The well-known passwords have not changed. This announcement is just
saying the new way of doing things is now possible.
How-to use kerberos
-------------------
Step zero is to get yourself entered into the kerberos database. Most
likely you already are in it. Telnet to june and the login process will
silently add your password to the kerberos database. Lab has been
collecting telnet passwords off of june for at least 6 months now.
The common kerberos utilities are in /usr/local/bin.
Use kinit to authenticate and acquire a kerberos ticket. Tickets expire
after 10 hours on all dept hosts. Use klist and kdestroy to see and
delete tickets.
***Please do not give your password to kinit over unsecure links.***
Run kinit on either your local host or over a ssh connection only.
Do not run kinit over a telnet, rsh, or rlogin connection.
(I don't know what the story is for ftp passwords)
Once you have a ticket, become root with ksu
$ ksu
Authenticated becker@CS.WASHINGTON.EDU
ksu[4510]: 'ksu root' authenticated becker@CS.WASHINGTON.EDU for becker on /dev/ttyp2
Account root: authorization for becker@CS.WASHINGTON.EDU successful
ksu[4510]: Account root: authorization for becker@CS.WASHINGTON.EDU successful
Changing uid to root (0)
#
The root k5login file is readable only by root.
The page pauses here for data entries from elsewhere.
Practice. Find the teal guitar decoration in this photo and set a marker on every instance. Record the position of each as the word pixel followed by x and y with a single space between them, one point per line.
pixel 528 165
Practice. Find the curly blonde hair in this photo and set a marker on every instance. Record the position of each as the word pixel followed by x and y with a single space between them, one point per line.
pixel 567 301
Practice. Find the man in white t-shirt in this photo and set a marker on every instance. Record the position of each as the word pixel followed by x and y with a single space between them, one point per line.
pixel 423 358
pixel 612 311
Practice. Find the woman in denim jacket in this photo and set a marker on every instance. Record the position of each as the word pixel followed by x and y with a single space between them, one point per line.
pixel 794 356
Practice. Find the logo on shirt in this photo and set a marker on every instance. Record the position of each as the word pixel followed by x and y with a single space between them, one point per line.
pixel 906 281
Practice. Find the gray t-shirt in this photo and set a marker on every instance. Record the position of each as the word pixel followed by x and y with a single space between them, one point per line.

If you need root access
and cannot ksu, ask me to add you to k5login.
To get an AFS tokens
$ krb524init
$ aklog
The krb524init program creates krb4 ticket from your krb5 ticket. AFS
security is all based on krb4 so it needs the version 4 type of ticket.
You can still use klog to get an AFS token.
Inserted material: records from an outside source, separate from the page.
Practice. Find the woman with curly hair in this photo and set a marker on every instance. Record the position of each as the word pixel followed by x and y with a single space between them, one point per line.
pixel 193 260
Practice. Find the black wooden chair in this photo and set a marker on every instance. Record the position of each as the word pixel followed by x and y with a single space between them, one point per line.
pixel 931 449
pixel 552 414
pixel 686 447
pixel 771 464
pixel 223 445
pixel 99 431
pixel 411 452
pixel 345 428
The full kerberos distribution is off in /usr/local/.contrib/krb5/bin across
all the dept unix hosts. This is because kerberos has replacements for
several utilities of the same name (like telnet).
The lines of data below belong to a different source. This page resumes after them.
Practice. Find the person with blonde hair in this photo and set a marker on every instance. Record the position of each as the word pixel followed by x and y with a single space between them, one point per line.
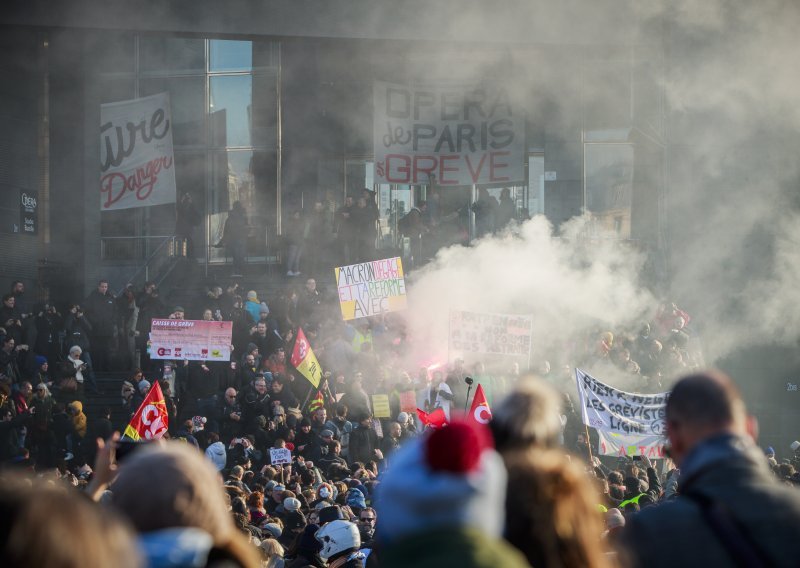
pixel 48 525
pixel 271 554
pixel 530 415
pixel 551 514
pixel 174 498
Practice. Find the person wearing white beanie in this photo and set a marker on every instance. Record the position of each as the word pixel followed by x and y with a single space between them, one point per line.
pixel 443 502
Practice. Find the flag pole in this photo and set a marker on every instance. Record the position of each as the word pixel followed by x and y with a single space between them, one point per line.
pixel 308 395
pixel 589 445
The man pages are in /usr/local/.contrib/krb5/man.
The Plan
--------
Part 1 - setup krb5 to make it possible to kinit and use ksu and aklog
Part 2 - replace rconsole with krconsole
Part 3 - do login authentication via kerberos. This will allow users to
have a single password across the entire department.
Part 4 - remove the well-known passwords and the local user password entries.
All passwords will be in the krb database.
Lab is working towards the same goal. I hope to have Sanislo's krconsole
in service this week. The remaining steps could happen this fall.